Tebo, Gatra.com - Pasca rumah mereka dibakar dan kebun mereka dirusak, kehidupan Suku Anak Dalam (SAD) kelompok Temenggung Tupang Besak dan Temenggung Bujang Itam semakin memprihatinkan. Pasalnya selain tidak memiliki tempat tinggal, mereka tidak memiliki sumber makanan.
Untuk bisa bertahan hidup, dua kelompok SAD ini terpaksa mengumpulkan atau memungut berondolan buah sawit di kebun-kebun masyarakat di sekitar wilayah Sungai Ibul, Desa Sungai Paur, Kecamatan Renah Mendaluh, Kabupaten Tanjung Jabung Barat, Jambi.

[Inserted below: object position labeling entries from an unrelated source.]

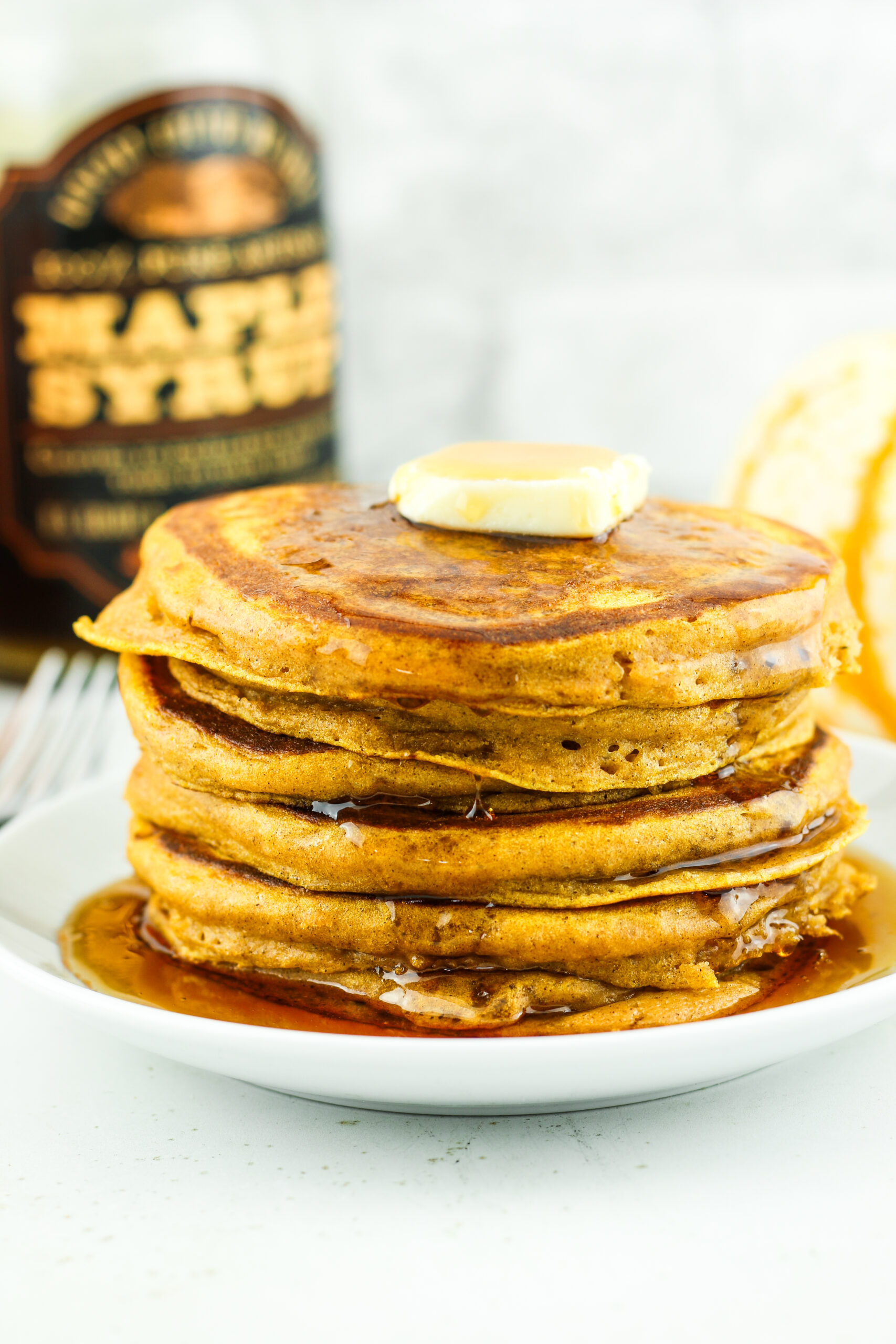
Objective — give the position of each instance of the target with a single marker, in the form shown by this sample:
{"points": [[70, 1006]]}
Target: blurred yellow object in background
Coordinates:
{"points": [[820, 455]]}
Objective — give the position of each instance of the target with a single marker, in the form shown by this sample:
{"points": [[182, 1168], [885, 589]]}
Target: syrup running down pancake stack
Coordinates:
{"points": [[465, 783]]}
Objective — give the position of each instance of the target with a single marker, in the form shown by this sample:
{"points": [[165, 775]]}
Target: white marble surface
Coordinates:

Dalam sehari, mereka hanya mampu mengumpulkan satu karung buah sawit. Buah sawit yang terkumpul dijual ke pengepul dengan harga tertinggi Rp50 ribu. Hasil penjualan buah sawit tersebut mereka gunakan untuk membeli bahan makanan.
Tak jarang kelompok SAD ini dimarahi bahkan diusir oleh pemilik kebun. Toh, mereka tetap mengumpul buah sawit tersebut karena tak punya pilihan lain. "Kalau tidak memungut buah sawit, terus kami mau hidup dari apa. Kebun kami sudah dirusak, rumah kami sudah dibakar, jadi mau enggak mau kami harus memungut buah sawit," kata Temenggung Tupang Besak, Sabtu (7/12).
Ditanya dimana mereka tinggal saat ini, Tupang menjawab, "Kami tinggal di kebun-kebun warga. Kami bertenda (mendirikan tenda) terpal di sana. Kalau diusir sama pemilik kebun, terpaksa kami pindah ke kebun lain."
Sebelumnya kata Tupang, kelompoknya dan kelompok Temenggung Bujang Itam hidup berdampingan dengan aman dan damai di Sungai Ibul, Desa Sungai Paur atau tidak jauh dari Distrik VIII PT WKS.
Mereka hidup dengan bercocok tanam (berkebun) ubi dan pisang untuk memenuhi kebutuhan sehari-hari. Sebagian lagi hasinya mereka jual.
Selain berkebun, sebagain dari mereka bekerja sebagai buruh. Sebagian lagi mencari getah jernang atau getah balam. "Ada juga yang berburu babi dan labi-labi," katanya.
Namun, Tupang berkata, pasca insiden penangkapan pengurus dan anggota Serikat Mandiri Batanghari (SMB) Agustus 2019 lalu, rumah mereka dibakar, kebun-kebun mereka dirusak dan sebagian anggota kelompok (kelurga) mereka ditangkap. "Sekarang ini apapun kami lakukan, yang penting kami bisa hidup," ujarnya.
Kondisi tersebut sangat disayangkan oleh Ketua Yayasan Orang Rimbo Kito (Orik), Ahmad Firdaus. "Ini sangat miris. Dan ini harus segera dicari solusinya," kata Firdaus.
Menurut dia, insiden penangkapan pengurus dan anggota SMB termasuk beberapa orang warga SAD sangat berpengaruh terhadap psikologi SAD. Ditambah lagi dengan kondisi saat ini kata dia, akan berdampak pada kehidupan mereka.
"Keluarga mereka ditangkap, rumah mereka dibakar, kebun mereka dirusak. Saya khawatir kalau tidak cepat dicari solusinya akan menimbulkan masalah baru," ujarnya.